The SAFE Act is an excellent law that protects children from sex-reassignment procedures, puberty blockers, and cross-sex hormones.
Researchers do not know the long term effects that puberty blockers and cross-sex hormones can have on kids.
The U.S. Food and Drug Administration has never approved puberty blockers and cross-sex hormones for the purpose of gender transition. Doctors are giving these hormones to kids off-label, in a manner the FDA never intended.
That is part of the reason many experts agree that giving puberty blockers and cross-sex hormones to children is experimental, at best.
Opponents of the SAFE Act have argued that the law makes it more difficult to use hormones to treat precocious puberty or similar conditions.
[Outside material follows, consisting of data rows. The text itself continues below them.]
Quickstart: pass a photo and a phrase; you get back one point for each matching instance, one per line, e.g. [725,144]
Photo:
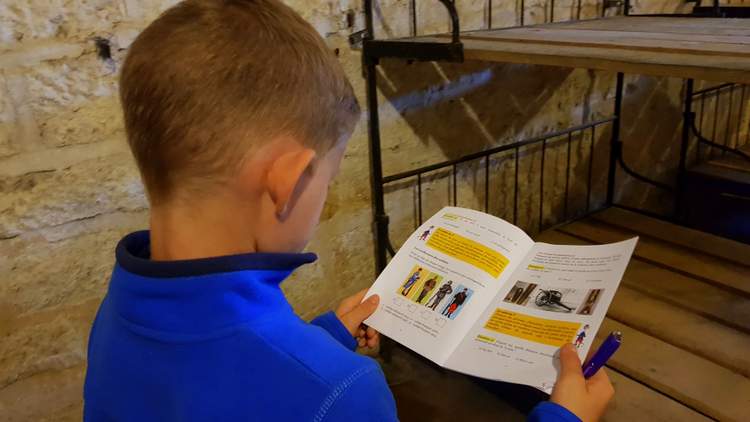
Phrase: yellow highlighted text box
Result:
[539,330]
[469,251]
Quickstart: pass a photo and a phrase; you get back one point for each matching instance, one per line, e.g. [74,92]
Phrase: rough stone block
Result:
[94,187]
[95,121]
[67,83]
[54,344]
[64,266]
[48,396]
[32,53]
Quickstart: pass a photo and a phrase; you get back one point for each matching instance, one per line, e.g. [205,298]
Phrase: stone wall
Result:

However, the SAFE Act contains exceptions for these kinds of treatments, and it isn’t clear what protocol institutions like UAMS follows when patients suffer from these sorts of conditions — other than to refer them to information from other medical associations.
For what it is worth, UAMS operates a pro-transgender Gender Clinic that offers hormone replacement therapies and referrals for sex-change surgeries.
The ACLU and others filed a lawsuit against the SAFE Act last summer, before the law officially took effect, and a federal judge in Little Rock has temporarily blocked the state from enforcing it.
Several business interests and the Biden-Harris Administration also have joined the fight against Arkansas’ SAFE Act.
Arkansas’ Attorney General has appealed that order to the Eighth Circuit to let the state enforce the SAFE Act. A trial in the case is scheduled for the week of July 25, 2022.